What I find most unconscionable is the refusal of the McCain-Palin tandem to publicly condemn the cries of "traitor," "liar," "terrorist" and (worst of all) "kill him!" that could be heard at recent rallies. McCain is perfectly capable of telling hecklers off. But not once did he or his running mate bother to admonish the people yelling these obscene -- and potentially dangerous -- words. They may not have been able to hear the slurs at the rallies, but surely they have had ample time since to get on camera and warn that this sort of ugliness has no place in an election season. But they have not. Simply calling Obama "a decent person" is not enough.

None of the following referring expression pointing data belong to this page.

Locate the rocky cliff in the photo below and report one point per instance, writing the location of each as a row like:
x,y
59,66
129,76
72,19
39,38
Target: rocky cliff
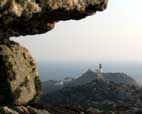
x,y
99,95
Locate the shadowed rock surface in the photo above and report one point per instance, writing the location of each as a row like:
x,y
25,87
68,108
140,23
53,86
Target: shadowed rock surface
x,y
19,79
29,17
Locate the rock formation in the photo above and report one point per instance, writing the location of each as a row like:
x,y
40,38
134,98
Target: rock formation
x,y
28,17
19,79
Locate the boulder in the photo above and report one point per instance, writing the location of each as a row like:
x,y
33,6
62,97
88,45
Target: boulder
x,y
22,110
19,78
21,17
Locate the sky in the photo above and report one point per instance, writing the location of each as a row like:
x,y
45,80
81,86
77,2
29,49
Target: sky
x,y
112,35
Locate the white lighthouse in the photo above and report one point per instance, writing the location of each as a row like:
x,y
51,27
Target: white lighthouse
x,y
99,72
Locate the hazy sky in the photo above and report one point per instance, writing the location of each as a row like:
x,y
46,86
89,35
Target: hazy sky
x,y
112,35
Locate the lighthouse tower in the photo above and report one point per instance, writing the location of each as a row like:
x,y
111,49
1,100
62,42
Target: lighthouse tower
x,y
99,72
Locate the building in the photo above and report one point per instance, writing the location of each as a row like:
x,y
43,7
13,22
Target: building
x,y
99,72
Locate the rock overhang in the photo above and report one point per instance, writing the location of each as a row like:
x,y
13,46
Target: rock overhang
x,y
30,17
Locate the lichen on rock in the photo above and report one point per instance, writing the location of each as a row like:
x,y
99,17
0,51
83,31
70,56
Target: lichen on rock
x,y
29,17
19,78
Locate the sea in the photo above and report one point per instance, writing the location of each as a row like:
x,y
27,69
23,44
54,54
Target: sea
x,y
59,70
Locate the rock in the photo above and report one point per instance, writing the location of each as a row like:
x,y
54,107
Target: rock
x,y
19,78
21,17
21,110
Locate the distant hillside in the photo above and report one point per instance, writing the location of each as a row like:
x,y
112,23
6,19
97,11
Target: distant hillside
x,y
103,95
119,78
114,77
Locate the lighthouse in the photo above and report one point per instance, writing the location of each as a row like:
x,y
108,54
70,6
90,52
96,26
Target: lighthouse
x,y
99,72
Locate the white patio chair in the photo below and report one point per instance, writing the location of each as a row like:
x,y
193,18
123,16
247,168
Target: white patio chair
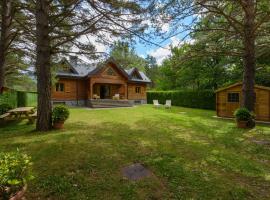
x,y
168,104
156,104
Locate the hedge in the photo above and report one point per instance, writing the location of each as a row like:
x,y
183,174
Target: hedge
x,y
18,98
204,99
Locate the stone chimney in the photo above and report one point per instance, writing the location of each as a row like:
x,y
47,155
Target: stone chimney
x,y
73,60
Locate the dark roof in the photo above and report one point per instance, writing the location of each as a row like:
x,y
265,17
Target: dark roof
x,y
81,69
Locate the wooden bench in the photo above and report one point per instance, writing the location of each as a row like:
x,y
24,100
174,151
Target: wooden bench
x,y
4,116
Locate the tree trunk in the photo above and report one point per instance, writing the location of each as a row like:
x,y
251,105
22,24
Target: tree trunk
x,y
249,96
44,109
4,40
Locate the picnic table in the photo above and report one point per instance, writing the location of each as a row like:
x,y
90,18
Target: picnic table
x,y
20,113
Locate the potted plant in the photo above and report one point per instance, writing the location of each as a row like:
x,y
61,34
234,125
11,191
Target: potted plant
x,y
59,115
15,173
4,108
244,118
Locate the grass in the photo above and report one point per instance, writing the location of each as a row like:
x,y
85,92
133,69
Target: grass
x,y
191,154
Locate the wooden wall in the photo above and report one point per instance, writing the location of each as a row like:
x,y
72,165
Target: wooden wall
x,y
132,95
116,79
226,109
70,90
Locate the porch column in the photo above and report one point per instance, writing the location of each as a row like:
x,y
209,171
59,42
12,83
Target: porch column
x,y
91,90
126,91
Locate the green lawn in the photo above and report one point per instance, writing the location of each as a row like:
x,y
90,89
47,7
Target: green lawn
x,y
191,154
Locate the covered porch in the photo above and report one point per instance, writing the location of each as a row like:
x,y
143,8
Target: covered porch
x,y
109,91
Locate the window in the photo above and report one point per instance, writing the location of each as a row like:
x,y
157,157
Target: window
x,y
233,97
111,72
60,87
138,89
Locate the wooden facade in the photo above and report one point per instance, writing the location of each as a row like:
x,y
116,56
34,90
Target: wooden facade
x,y
229,99
105,83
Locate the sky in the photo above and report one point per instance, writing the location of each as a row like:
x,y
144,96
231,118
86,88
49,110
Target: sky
x,y
160,51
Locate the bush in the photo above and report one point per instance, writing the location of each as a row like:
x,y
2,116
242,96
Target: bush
x,y
204,99
60,113
4,108
243,114
15,172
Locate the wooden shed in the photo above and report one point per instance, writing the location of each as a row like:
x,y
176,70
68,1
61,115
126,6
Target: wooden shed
x,y
228,99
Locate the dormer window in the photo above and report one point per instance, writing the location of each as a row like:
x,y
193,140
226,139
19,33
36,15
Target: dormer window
x,y
135,75
111,72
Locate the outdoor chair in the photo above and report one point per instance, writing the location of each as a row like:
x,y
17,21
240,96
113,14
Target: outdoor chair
x,y
168,104
116,97
156,104
95,96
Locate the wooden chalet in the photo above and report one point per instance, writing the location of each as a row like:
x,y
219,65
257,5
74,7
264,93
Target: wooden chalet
x,y
228,99
107,85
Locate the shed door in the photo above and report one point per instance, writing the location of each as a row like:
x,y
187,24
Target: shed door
x,y
233,102
262,105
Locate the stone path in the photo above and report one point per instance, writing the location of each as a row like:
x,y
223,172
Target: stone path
x,y
136,172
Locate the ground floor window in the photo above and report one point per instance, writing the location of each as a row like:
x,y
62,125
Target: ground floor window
x,y
138,89
60,87
233,97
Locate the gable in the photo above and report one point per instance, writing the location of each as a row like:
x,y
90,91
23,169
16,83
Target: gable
x,y
110,70
136,75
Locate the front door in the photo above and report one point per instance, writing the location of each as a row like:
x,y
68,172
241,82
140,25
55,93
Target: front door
x,y
104,91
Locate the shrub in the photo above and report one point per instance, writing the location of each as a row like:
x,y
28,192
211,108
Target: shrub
x,y
204,99
15,172
4,108
60,113
243,114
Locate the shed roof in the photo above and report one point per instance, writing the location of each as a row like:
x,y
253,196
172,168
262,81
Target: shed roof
x,y
240,83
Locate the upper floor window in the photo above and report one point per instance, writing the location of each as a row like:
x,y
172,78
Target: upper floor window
x,y
60,87
233,97
138,89
111,72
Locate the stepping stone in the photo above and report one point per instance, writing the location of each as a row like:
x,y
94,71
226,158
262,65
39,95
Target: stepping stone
x,y
261,142
136,172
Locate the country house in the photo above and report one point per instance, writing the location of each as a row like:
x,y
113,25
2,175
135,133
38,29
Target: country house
x,y
104,85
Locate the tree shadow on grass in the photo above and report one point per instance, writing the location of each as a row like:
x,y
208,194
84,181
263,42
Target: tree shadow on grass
x,y
91,156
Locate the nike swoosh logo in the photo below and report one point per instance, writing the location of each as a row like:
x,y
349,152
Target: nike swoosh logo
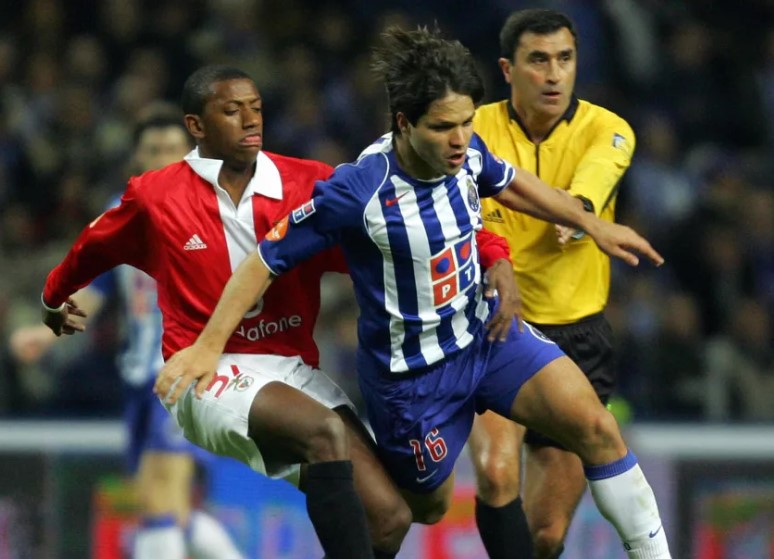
x,y
424,479
394,200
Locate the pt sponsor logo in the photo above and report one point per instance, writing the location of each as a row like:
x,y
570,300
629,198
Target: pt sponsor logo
x,y
265,328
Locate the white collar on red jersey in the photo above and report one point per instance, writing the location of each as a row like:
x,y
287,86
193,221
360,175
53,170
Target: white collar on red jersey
x,y
266,180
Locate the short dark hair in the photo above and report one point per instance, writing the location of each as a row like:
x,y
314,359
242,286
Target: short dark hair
x,y
419,67
535,20
198,86
159,115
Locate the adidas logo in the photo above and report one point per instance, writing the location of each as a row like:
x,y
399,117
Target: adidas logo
x,y
195,243
495,216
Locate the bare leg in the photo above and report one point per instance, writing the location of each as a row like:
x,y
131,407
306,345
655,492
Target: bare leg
x,y
560,402
495,444
290,427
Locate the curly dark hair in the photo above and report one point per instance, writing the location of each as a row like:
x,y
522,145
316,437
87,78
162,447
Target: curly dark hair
x,y
198,87
419,67
535,20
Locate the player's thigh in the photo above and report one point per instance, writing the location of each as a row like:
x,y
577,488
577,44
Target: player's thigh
x,y
559,402
261,409
495,450
429,508
553,486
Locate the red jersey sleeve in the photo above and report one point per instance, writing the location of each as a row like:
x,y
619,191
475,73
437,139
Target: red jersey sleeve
x,y
491,247
118,236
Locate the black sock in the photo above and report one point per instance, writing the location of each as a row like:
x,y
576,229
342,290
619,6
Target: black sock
x,y
504,530
336,511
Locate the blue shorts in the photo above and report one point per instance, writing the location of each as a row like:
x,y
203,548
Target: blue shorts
x,y
422,420
151,427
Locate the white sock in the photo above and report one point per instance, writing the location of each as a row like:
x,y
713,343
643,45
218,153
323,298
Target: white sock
x,y
208,538
159,537
625,499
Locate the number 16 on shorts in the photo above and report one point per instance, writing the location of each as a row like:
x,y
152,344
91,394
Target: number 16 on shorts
x,y
435,445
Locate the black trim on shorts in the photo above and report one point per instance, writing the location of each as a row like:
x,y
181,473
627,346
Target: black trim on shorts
x,y
590,343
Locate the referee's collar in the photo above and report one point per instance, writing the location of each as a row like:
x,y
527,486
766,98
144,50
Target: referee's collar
x,y
567,116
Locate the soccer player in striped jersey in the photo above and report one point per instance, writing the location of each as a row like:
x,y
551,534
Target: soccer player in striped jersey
x,y
158,455
405,214
188,226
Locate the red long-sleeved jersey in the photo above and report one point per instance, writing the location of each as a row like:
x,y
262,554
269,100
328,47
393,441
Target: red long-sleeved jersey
x,y
183,230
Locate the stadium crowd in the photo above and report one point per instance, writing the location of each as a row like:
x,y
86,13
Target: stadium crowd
x,y
695,80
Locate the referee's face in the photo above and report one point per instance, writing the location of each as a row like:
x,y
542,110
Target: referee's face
x,y
542,75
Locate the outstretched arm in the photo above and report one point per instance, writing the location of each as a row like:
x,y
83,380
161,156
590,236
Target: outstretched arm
x,y
198,362
528,194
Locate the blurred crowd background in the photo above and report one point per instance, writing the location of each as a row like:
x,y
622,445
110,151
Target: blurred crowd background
x,y
694,78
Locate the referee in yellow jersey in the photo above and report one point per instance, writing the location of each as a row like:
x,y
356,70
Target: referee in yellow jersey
x,y
563,277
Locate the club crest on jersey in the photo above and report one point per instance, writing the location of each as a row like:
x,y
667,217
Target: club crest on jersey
x,y
277,232
473,200
302,212
452,271
241,382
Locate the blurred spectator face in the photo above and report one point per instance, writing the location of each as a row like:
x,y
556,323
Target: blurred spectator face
x,y
158,147
542,74
750,325
86,61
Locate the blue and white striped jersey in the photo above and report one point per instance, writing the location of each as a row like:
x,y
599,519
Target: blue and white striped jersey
x,y
410,246
141,357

Is inaction tantamount to consent? The McCain campaign certainly thinks so when it comes to Obama and incendiary remarks from the Rev. Jeremiah Wright. By their own inaction, then, are McCain and Palin condoning these slurs? Or worse, are they willfully inciting the angry and venomous response that we have been witnessing at their rallies? If not, then what reaction are they hoping to evoke by their relentless public suggestions that Obama is basically an anti-American liar who won't put "country first" and has an affection for terrorists? Do they not understand the kind of fire they are playing with?
I -- and, I suspect, millions of Americans like me, Republicans and Democrats alike -- couldn't care less about Obama's middle name or the ridiculous six-degrees-of-separation game that is the William Ayers non-issue. The Taliban are clawing their way back in Afghanistan, the country that I hope many of my fellow Americans have come to understand better through my novels. People are losing their homes and their jobs and are watching the future slip away from them. But instead of addressing these problems, the McCain-Palin ticket is doing its best to distract Americans by provoking fear, anxiety and hatred. Country first? Hardly.
Khaled Hosseini is the author of "The Kite Runner" and "A Thousand Splendid Suns."